I then tried the fairly new Fuji X-Pro1. I loved it, the lenses were fantastic. The camera…was not so much. But my affair with Fuji had started, mainly as the colours were fabulous (and reminiscent of the films I loved of old). The glass quality was there and the range increasing, slowly. At the time, I wasn’t so keen on the Rangefinder approach, and the lack of long lenses as I was going through a wildlife phase. But I can’t deny the quality of the images if I put the effort in.
At the time, Fuji wasn’t offering much else. So, with reluctance, but due mainly to need for the work I was doing, I moved back to Nikon. A D3200, was swiftly followed by a D7100. At this point my age caught up with me, and I became very tired (and sore) of lugging around good, but silly heavy, decent Nikon glass. You may have guessed that I have always placed an emphasis on good glass over even half good bodies. The glass is the bit between you and the image you want. A cheap lens on an expensive body will so every fault, a good lens on a cheaper body (within reason) will surprise you.
I was getting on with the D7100. Sure it wasn’t full frame, but it had enough control and enough resolution and resolving power to do the job. I printed 3ft x 2ft prints of the D200, so I really don’t get the whole MP battle so much. To me, it is the dynamic range I am paying attention to, and the ease of capturing what I want to capture. Sadly, clients seem obsessed by those blasted pixie counts and don’t seem to realise by the time I have turned the high resolution TIFF into an email’able JPEG, the whole question is no longer remotely relevant!

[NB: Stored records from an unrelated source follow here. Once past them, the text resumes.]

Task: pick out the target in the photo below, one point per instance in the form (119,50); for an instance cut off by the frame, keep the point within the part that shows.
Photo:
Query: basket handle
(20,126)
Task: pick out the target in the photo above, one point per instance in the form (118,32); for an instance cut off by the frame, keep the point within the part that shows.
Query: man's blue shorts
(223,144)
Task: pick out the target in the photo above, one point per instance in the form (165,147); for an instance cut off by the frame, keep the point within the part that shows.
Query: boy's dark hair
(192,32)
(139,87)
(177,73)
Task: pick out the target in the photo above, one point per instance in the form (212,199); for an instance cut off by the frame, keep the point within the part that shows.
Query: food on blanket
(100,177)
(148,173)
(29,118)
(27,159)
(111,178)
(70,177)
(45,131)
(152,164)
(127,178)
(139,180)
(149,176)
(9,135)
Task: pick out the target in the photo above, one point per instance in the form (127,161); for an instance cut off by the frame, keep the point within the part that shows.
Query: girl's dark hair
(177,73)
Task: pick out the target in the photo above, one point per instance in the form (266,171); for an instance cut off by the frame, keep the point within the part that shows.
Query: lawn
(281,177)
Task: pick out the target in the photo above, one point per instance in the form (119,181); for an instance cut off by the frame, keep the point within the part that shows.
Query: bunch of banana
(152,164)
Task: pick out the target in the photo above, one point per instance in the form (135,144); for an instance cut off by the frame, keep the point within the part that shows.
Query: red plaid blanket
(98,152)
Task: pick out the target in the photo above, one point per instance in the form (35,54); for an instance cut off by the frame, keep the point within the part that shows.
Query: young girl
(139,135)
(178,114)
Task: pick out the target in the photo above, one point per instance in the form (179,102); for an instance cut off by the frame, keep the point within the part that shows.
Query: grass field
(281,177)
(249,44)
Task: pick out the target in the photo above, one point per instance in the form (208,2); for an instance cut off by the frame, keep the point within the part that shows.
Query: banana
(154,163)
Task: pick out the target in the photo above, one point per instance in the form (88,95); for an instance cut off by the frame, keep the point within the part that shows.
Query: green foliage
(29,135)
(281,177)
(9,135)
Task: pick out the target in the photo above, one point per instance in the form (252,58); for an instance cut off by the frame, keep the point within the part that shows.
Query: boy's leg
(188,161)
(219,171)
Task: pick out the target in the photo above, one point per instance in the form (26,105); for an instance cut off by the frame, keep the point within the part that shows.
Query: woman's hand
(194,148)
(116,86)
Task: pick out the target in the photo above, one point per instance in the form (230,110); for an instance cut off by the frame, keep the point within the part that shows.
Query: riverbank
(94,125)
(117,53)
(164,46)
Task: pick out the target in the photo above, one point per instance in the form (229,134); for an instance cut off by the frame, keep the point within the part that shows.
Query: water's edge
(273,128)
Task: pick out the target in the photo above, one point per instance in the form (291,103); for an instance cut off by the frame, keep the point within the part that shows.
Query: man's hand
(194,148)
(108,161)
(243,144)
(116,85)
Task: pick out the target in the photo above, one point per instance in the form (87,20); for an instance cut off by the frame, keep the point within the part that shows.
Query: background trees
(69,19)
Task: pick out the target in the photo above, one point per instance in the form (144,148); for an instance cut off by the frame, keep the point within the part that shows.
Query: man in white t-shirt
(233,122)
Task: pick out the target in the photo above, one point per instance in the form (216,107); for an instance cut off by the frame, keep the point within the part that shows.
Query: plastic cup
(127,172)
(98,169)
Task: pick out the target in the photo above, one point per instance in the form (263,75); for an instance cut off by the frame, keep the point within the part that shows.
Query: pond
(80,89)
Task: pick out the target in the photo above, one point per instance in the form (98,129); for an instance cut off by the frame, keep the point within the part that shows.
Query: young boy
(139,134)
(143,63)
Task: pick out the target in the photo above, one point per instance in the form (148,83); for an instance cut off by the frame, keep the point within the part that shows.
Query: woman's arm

Anyway, by this point, dear Fuji had just come out with the XT-2, and that made a plethora of used XT-1’s within affordable reach. I had coveted the XT-1 when I traded in the XPro-1 (for some nice binoculars at the time).
I went to the Fuji open day at Ffordes, one of those few occasions when they open at the weekend!
(Yes guys, that is a huge brick-through-the-window sized hint. I bet if you opened just Saturday mornings, you’d sell loads of gear to people resident from Aberdeen to Inverness and beyond, who really don’t want to be stuck with Argos and Jessops as their only non-mailorder options.)
Anyway, whilst men with deodorant related issue drooled over the XT-2 almost as much as they did over the model, I tried and then bought an XT-1, and some really nice prime glass (glass over bodies as always).
Then a few months later I nearly dropped two prime lenses in a swamp-like loch and decided to get a zoom instead. I went the whole hog and got the 16-55/2.8 monster.
So, there you have it. A brief history of my digital SLR and mirrorless cameras and bringing us up to the image below. Shot two weeks ago, and sold several times over on stock and print sites online since.
If I was happy with the XT-1 then why change it? Well, the focus of the XT-1 is not reliable, or very quick. There are cumbersome operational issues the XT-2 looks likely to fix (position of tripod socket so you can change the battery without taking it off the tripod or taking off the tripod quick release plate, access to the focus points, the portrait tilt screen, just to name three).
Logically, when funds permitted (and greatly encouraged by finding out my Fuji XT-1 had 10 dead pixels in a row across the middle of the sensor, and also finding out, at the same time, that it was almost out of warranty) and the move to the XT-2 was a “no-brainer” as they say.
So on Tuesday, I picked one up. Which is actually quite difficult, as most suppliers have long back orders with Fuji (one way to retain the initial momentum and keep the price high…). Today, I took it out for a test run.